Enfin, l’une d’elles, si petite qu’une tige de jasmin semble ne pas devoir courber sous son poids, fixe sur moi ses grands yeux pleins de douceur chaste ; telle une madone, égarée dans un temple païen, elle s’avance, me tendant le plateau qu’une suivante lui passe en détournant la tête, tandis, que sa main mate comme un vieil or tremble d’émotion contenue.

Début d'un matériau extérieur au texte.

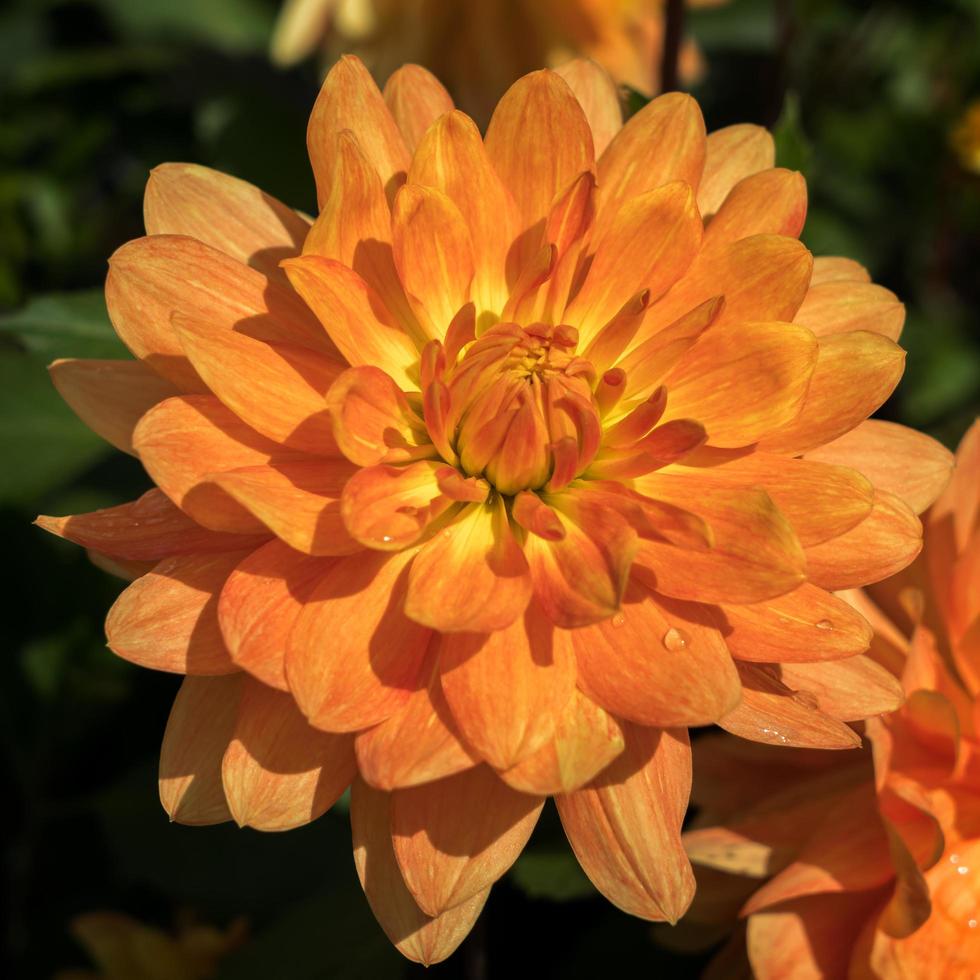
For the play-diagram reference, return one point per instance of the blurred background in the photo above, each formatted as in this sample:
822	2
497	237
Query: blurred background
870	100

Salam…, mes doigts touchent le front ; machinalement, la Salutation Musulmane me vient aux lèvres. Et ce geste puéril, semblable à une baguette de magicien, dissipe la contrainte, la peur ; je ne suis plus aussi étrangère, aussi séparée des jolies princesses par un fleuve de civilisations opposées : ce léger mouvement devient la passerelle fragile qui va me permettre d’aller à elles pour questionner leur intelligence et savoir un peu de leurs joies, de leurs douleurs, dont le masque paraît si différent des nôtres. Toutes m’entourent comme un nuage de papillons éblouissants ; leur timidité a disparu, elles m’accablent de questions, sonores, comme le rire perlé qui découvre leurs dents luisantes et régulières. Elles enlèvent leurs voiles, laissant tomber dans le dos leur tresse de jais entremêlée de fil d’or, leurs yeux allongés de « kadjulla » paraissent plus doux, plus câlins, sous les pointes de cheveux ornés de paillettes qui leur plaquent au front comme un bandeau irrégulièrement étoilé.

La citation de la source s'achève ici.